4,5,6,7-Tetrahydro-isoxazolo-[4,5-c]-pyridines as a new class of cytotoxic Hsp90 inhibitors
- Eur J Med Chem. 2014 Apr 9:76:53-60. doi: 10.1016/j.ejmech.2014.01.056.
- 1. Dipartimento di Scienze Chimiche e Farmaceutiche, Università degli Studi di Ferrara, I-44121 Ferrara, Italy.
- 2. Dipartimento di Scienze Chimiche e Farmaceutiche, Università degli Studi di Ferrara, I-44121 Ferrara, Italy. Electronic address: [email protected].
- 3. Dipartimento di Scienze per la Promozione della Salute e Materno Infantile, Sezione di Farmacologia, Università di Palermo, Italy.

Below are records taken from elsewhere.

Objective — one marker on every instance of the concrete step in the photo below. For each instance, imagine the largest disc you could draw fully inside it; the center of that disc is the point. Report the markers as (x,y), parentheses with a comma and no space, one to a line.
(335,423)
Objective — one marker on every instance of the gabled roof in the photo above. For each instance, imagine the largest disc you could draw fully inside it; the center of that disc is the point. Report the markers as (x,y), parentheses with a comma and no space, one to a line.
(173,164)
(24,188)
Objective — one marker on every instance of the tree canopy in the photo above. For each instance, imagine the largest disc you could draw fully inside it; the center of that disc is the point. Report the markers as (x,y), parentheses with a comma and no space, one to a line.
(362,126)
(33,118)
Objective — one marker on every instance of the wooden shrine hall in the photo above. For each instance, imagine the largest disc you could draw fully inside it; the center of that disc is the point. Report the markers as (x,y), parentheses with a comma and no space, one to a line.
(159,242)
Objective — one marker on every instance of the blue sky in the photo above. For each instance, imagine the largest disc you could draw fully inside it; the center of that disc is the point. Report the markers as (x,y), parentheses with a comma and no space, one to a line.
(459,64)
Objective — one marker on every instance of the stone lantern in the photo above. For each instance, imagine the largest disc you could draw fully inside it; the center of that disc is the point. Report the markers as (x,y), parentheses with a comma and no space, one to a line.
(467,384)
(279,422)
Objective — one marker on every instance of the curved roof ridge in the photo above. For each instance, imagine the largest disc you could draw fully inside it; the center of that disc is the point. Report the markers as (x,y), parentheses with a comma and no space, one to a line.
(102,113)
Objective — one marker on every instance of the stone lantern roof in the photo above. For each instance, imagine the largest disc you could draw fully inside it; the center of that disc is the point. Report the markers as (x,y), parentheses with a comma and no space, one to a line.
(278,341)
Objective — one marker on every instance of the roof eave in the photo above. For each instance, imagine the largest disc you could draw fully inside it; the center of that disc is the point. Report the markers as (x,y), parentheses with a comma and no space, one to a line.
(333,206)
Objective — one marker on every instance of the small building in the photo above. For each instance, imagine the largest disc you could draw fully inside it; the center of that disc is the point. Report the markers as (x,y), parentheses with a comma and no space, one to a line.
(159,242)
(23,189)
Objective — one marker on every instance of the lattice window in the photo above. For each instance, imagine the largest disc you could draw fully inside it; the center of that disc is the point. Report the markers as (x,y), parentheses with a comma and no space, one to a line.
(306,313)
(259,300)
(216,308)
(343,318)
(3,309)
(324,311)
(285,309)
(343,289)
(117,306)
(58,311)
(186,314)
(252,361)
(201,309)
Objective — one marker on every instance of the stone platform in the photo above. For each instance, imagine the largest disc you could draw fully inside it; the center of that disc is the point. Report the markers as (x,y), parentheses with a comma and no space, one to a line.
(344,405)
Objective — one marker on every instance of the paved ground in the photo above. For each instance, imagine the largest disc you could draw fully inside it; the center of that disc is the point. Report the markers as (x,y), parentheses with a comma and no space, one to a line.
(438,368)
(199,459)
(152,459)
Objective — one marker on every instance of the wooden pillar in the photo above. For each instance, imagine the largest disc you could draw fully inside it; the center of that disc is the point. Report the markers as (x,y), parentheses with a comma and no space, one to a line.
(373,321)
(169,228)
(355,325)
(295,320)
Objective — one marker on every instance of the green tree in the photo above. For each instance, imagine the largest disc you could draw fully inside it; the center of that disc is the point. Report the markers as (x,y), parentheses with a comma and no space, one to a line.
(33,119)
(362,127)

- 4. R&D Sigma-Tau Industrie Farmaceutiche Riunite S.p.A., I-00040 Pomezia, Roma, Italy. Electronic address: [email protected].
- 5. R&D Sigma-Tau Industrie Farmaceutiche Riunite S.p.A., I-00040 Pomezia, Roma, Italy.
- 6. Centro Interdipartimentale di Ricerca in Oncologia Clinica e Dipartimento Biomedico di Medicina Interna e Specialistica, Sezione di Malattie Infettive, Università di Palermo, Palermo, Italy.
HSP90 is considered an interesting therapeutic target for Anticancer drug development. Here we describe a new class of 4,5,6,7-tetrahydro-isoxazolo-[4,5-c]-pyridine compounds. A small library of derivatives has been synthesized and investigated. Some reported compounds show interesting properties combining both notable binding to HSP90 and potent cell growth inhibitory activity. N-5 substitution with a 2,4 resorcinol carboxamide appears crucial for activity. Moreover, a derivative bearing a hydroxamic acid residue bound to C-3 amide portion was found to inhibit both HSP90 and HDAC6.